It’s been the better part of a year since Oro Valley Police Chief Daniel Sharp provided his notice of retirement, and roughly one month before he ends his service. The public has yet to hear an update on who will replace him.
After Sharp announced his final day on the job would be Friday, Feb. 21, the town council immediately disagreed on how to look for a successor. Mayor Joe Winfield and Council members Melanie Barrett, Joyce Jones-Ivey and Josh Nicolson were interested in an internal-external search for a new chief, while council members Rhonda Piña, Bill Rodman and Steve Solomon only wanted to look within the department for a new chief.
"The selection of a police chief is the single most important appointment that this council will make," Mayor Winfield said at the July 31 council session. "Given what I've been hearing tonight, it almost seems that having an external or executive search firm may be of value to this council, to help us through this important process. I believe that Chief Sharp has certainly provided a wonderful avenue for individuals that have an interest in serving as a police chief by providing them with the experiences and with the training so that they can compete on a national stage. It think that's a significant accomplishment."

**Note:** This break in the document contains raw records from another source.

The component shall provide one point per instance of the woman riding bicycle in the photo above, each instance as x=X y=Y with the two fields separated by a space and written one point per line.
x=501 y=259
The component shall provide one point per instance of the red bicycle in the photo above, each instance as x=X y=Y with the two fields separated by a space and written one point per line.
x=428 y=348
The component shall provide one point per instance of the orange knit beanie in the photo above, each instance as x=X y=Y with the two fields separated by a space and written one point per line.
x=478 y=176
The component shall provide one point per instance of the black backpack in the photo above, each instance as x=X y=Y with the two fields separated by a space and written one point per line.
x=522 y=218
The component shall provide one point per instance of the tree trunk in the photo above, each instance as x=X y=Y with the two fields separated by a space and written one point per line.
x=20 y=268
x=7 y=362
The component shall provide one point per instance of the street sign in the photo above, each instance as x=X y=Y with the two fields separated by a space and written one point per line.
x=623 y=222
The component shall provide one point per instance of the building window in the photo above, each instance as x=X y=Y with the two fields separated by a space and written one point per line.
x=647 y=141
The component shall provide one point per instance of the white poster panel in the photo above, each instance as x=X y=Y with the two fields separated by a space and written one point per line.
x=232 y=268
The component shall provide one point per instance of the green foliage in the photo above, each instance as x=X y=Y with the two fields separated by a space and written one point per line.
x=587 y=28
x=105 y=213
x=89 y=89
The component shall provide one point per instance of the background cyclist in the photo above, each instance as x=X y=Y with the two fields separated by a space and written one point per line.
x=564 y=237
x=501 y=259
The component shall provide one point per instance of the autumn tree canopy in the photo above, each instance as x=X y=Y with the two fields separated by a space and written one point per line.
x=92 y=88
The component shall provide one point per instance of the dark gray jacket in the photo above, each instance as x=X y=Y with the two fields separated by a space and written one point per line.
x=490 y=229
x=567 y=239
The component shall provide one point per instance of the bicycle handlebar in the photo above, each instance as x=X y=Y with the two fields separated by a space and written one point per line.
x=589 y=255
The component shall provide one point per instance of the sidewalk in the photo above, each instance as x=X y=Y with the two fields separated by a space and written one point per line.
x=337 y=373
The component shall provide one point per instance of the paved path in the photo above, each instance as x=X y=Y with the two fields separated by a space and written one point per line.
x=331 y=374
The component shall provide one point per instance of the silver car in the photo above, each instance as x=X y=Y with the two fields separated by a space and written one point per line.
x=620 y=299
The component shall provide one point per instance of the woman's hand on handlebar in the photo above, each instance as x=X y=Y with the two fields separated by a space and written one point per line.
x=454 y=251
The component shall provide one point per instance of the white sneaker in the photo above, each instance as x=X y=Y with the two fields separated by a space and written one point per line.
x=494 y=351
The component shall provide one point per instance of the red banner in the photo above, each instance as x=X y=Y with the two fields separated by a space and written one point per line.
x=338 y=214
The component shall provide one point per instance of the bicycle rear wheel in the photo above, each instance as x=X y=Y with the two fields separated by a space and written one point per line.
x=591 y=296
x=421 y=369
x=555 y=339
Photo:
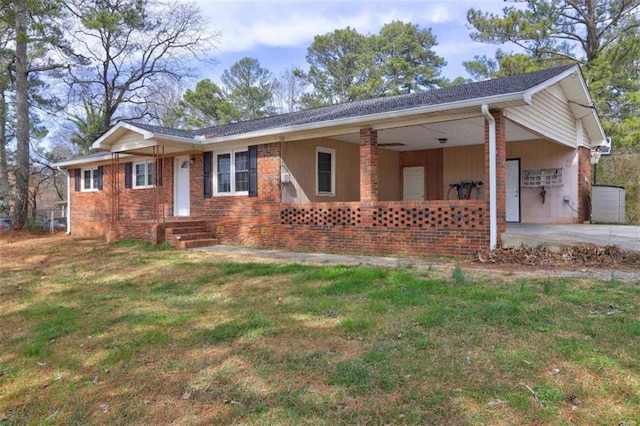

The Town of Oro Valley calculated an internal-only recruitment process for police chief would last two to three months, with a preliminary cost estimate of up to $4,500. A process considering internal and external candidates would require involving an executive search firm, and was estimated to last three to six months, with a cost estimate of up to $50,000. In the name of “transparency,” the majority of Town Council ultimately decided on the costlier internal-external search for a successor, bringing in the Cincinnati-based Novak Consulting Group to facilitate the search. The final cost of commissioning the Novak Consulting Group was $24,900.
An internal-external search went against Sharp’s succession plan, who said it was not necessary to look beyond OVPD for a replacement because he felt that during his 19 years as chief, the department had formed a strong network of officers. To council members Solomon, Piña and Rodman, going against Chief Sharp’s plan would be going against the department that made Oro Valley achieve the designation as Arizona’s safest city.
“We’re the ones who are exporting the expertise,” Solomon said at the council meeting. “We certainly don’t need to ‘import’ expertise as a police chief… I don’t see us getting a more qualified individual than from within.”
While neither Novak Consulting Group nor the Town of Oro Valley have publicly released a list of candidates, Novak Consulting Group did conduct an online survey for town residents to say what qualities they believe were most important in a police chief.
Nearly 700 residents responded to the survey, with the most common trends being that the next Police Chief should be "Someone who knows the Town," is "Experienced" and is "Full of integrity." Novak also conducted a focus group with 10 Oro Valley community, business and educational leaders, and found a "strong bias toward the internal candidate" and for someone who would want to keep the culture of the current police department.
On Monday, Jan. 6, the town council met in an executive session (closed to the public) regarding the search for the new chief search and its prospects. No information has come out from this meeting, and town officials rejected a Tucson Local Media request for a list of candidates.
There is no confirmed total number of candidates at this time, but all candidates, both internal and external, will go through the same application process. Three department members have formally expressed interest in the position: Commanders Kara Riley and Chris Olson, as well as Lieutenant John Teachout.
Riley has worked in law enforcement for 28 years, including 15 years with the department. She currently oversees the Field Services Division which includes all patrol squads, the traffic division, community action team, K-9 unit, DUI, SWAT and negotiators.
Olson has worked in law enforcement for 27 years, including 18 years with the department. He is the commander over support services which includes property and ID, communications, SROs, investigations, community resources, fleet, records and I.T.
Teachout has been a police officer for 24 years and he started with the department. He directly supervises the traffic division, community action team, K-9 Unit, DUI, SWAT and negotiators.